然もそれが數百年の間に洗練はされて居るものゝ、幾分沈滯の氣分があるやうに思はれる。

昭和初期の茶の湯は、本来の道から遠ざかり、停滞さえしていたという。
まぁいつの時代だって「利休に帰れ」という言は無くならないわけだが。

そして現代の茶道はやれ茶道愛國だの、茶道忠君などと威勢のよう事を云つて居るが、實際茶の湯を催して居るのを見ると、中には精神も何もあつたものではなく、全くの點茶法のみに堕して居るとより思えないものになつて居るものさえある。

まぁ「忠君」が最初に来るような俗な一座建立は勘弁していただきたくはある。

名前を舉げても良いが、問題にするに足らぬから省略するが、彼が口に唱えて居る處と實際の相違の餘りに甚だしいに驚くのである。
例へば人の師範たる者が、飛石の外に立つて寫眞を寫す一事を以てしても、其の作法の粗末なのに驚く。
そして又侘を専ら唱えながら、其の好と稱する道具は、低級な華美に堕して居るのを見ても、其の教養や趣味の餘りに低級なのに呆れ果てるのである。

痛烈な批判だが、いったい誰の事だろう?

  1. 飛石を踏んでない記念撮影を発表している
  2. 割と華美な好み物を発表している

大正に比べれば有名茶人も減ってそうなので、絞りこめなくもなさそうな感じではあるが。

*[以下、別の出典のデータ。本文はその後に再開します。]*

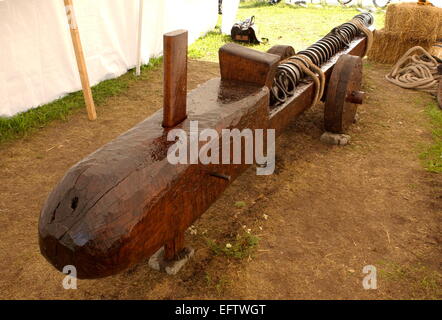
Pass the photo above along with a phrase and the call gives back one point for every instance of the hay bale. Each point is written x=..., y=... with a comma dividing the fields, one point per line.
x=388, y=47
x=414, y=22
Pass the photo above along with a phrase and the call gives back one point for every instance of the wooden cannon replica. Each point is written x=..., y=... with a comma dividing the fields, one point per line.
x=125, y=201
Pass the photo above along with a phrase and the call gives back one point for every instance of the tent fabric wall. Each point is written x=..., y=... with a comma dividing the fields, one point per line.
x=37, y=61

現在茶道の師範として堂々と看板を掲げて居る人々は、趣味、教養として茶の湯を學び、茶道の精神を究めやうとする者は少く、茶の湯を教授して、其の収入に依つて生活せんが為めに、茶の湯を習ふ、即ち一種の投資として茶の湯を學び、その収入を資本に對する利潤と考へるやうな人さへ相當多いのだから、其の教授する處は、茶の本旨よりも點茶手續が主なるもので、然も、利潤の多い場合は兎に角とし、普通には茶道具の周旋に迄口を添えて、別途収入を計るが如き哀れな心境に迄なつて居るので、恰も無知な株主が正當なる配當のみで滿足せず、株主なるが故を以て何かに就いて、其の關係會社より利益を取らんとし、會社其の物に損害を輿へるのを何等顧みないに似たものがある。

山上宗二の時代ですら、生活の為に茶の湯をする人というカテゴリがあったわけだし、利休も同時代の賜死理由の推測に「マイスノ頂上」即ち道具周旋の利益を貪ったという批判があるわけだし、ある意味「利休に帰って茶の湯の本旨」なのかもしんないよ?